A Jérusalem, la police est en train d’adopter une approche de plus en plus autoritaire. Mardi, la police a inculpé deux personnes parmi les premières venues dresser leur tente dans la ville en guise de protestation contre les prix élevés du logement. Elles ont été accusées de tentative de pénétrer par effraction dans l’enceinte du Parlement israélien, la Knesset, après le défilé et d’avoir brûlé des pneus sur l’autoroute Tel Aviv-Jérusalem dans le but de perturber le trafic. Vendredi, en prétendant qu’ils gênaient la circulation, la police a arrêté deux manifestants lors d’une petite manifestation devant la résidence officielle du premier ministre à Jérusalem.

Le principal danger auquel sont confrontées les protestations c’est le manque d’une direction politique indépendante. Les rassemblements de masse de ce weekend ont été qualifiés de« pic » du mouvement sans que rien de plus ne soit planifié. De nombreux campements se vident tandis que les étudiants et les travailleurs retournent à leurs études ou au travail à la fin des vacances.
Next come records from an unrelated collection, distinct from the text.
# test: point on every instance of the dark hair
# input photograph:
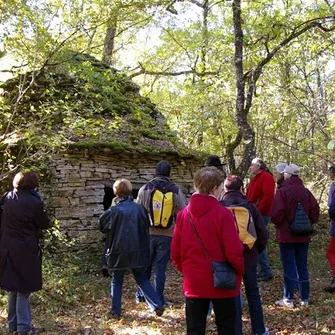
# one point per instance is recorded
(233, 183)
(214, 160)
(207, 178)
(332, 170)
(260, 162)
(122, 187)
(163, 168)
(25, 180)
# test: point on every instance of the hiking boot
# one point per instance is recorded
(159, 311)
(285, 303)
(331, 287)
(266, 332)
(33, 330)
(265, 278)
(139, 299)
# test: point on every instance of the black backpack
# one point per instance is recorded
(301, 224)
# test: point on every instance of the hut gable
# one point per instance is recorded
(82, 125)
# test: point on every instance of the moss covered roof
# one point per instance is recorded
(84, 103)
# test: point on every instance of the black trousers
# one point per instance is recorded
(225, 315)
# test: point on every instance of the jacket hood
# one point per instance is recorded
(200, 204)
(160, 181)
(292, 181)
(233, 198)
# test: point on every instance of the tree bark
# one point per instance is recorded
(109, 42)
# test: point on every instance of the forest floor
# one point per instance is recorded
(75, 298)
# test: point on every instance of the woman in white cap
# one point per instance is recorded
(278, 174)
(293, 249)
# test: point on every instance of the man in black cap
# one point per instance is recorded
(160, 237)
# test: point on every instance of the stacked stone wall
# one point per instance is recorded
(75, 193)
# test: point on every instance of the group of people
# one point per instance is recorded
(142, 235)
(205, 231)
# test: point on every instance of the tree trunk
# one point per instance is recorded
(109, 42)
(243, 103)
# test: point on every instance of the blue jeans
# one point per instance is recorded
(19, 314)
(294, 259)
(254, 303)
(196, 310)
(159, 257)
(264, 270)
(142, 281)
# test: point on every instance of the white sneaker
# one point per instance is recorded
(285, 303)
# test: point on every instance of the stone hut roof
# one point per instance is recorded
(83, 103)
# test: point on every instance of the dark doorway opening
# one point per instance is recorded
(109, 196)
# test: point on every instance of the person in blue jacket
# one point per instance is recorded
(126, 226)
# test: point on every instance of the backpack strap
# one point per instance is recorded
(303, 199)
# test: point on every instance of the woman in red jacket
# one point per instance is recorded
(215, 226)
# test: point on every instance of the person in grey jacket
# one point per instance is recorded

Il y a trois semaines, les organisateurs avaient décidé de concentrer les protestations sur des villes israéliennes plus petites, un recul face aux forces sociales massives libérées par les protestations. Ceci reflétait leur préoccupation grandissante face à la confrontation qui est en train de se développer contre le gouvernement.

Itzik Shmuli, l’un des dirigeants des protestations et le secrétaire général de l’Union des Etudiants israéliens, a signalé sa volonté de négocier un accord avec le gouvernement Netanyahu, ce qui étranglerait les manifestations. Un comité, mis en place par Netanyahu, va proposer quelques réformes cosmétiques dans les limites du budget global même si le gouvernement est déterminé à ne pas faire de réelles concessions aux travailleurs. Le ministre de la Défense, Ehud Barak, a rejeté tout appel à une réduction du budget de la Défense.

Les organisateurs des protestations ont rejeté tout lien entre les attaques contre le niveau de vie et la politique anti-arabe du gouvernement, cherchant ainsi à éviter un mouvement unifié avec les Palestiniens. Ils insistent pour tenter de faire que le mouvement de protestations reste « non politique », en limitant leurs revendications à des appels à « la justice sociale » et à un « Etat providence. »

En fait, les organisateurs ont une perspective politique définie, celle d’empêcher que les manifestations ne posent un défi au gouvernement Netanyahu, en les canalisant derrière le parti Kadima et l’opposition officielle. Ils sont opposés à une lutte pour le renversement du gouvernementale de coalition de Netanyahu, le plus droitier de l’histoire d’Israël.

Daphne Liff, l’une des organisatrices des protestations, a dit lors d’une interview accordée à Ha’aretz, « Lors du premier rassemblement déjà j’avais dit, ‘Réglez les problèmes, tant que c’est encore possible. Si vous ne les réglez pas, vous devriez être viré.’ Je pense encore qu’il est en mesure de régler les problèmes. Mais, pour cela il a besoin de faire un virage à 180 degrés. Il a une idéologie capitaliste qui donne d’abord de l’argent aux riches avec ensuite quelques retombées pour les pauvres. Ce n’est pas le langage de cette protestation. »

De tels points de vue représentent une impasse politique pour les manifestants et l’ensemble de la classe ouvrière israélienne. Leurs revendications ne peuvent être satisfaites que par le renversement du gouvernement Netanyahu et la lutte pour un gouvernement ouvrier fondé sur une politique socialiste.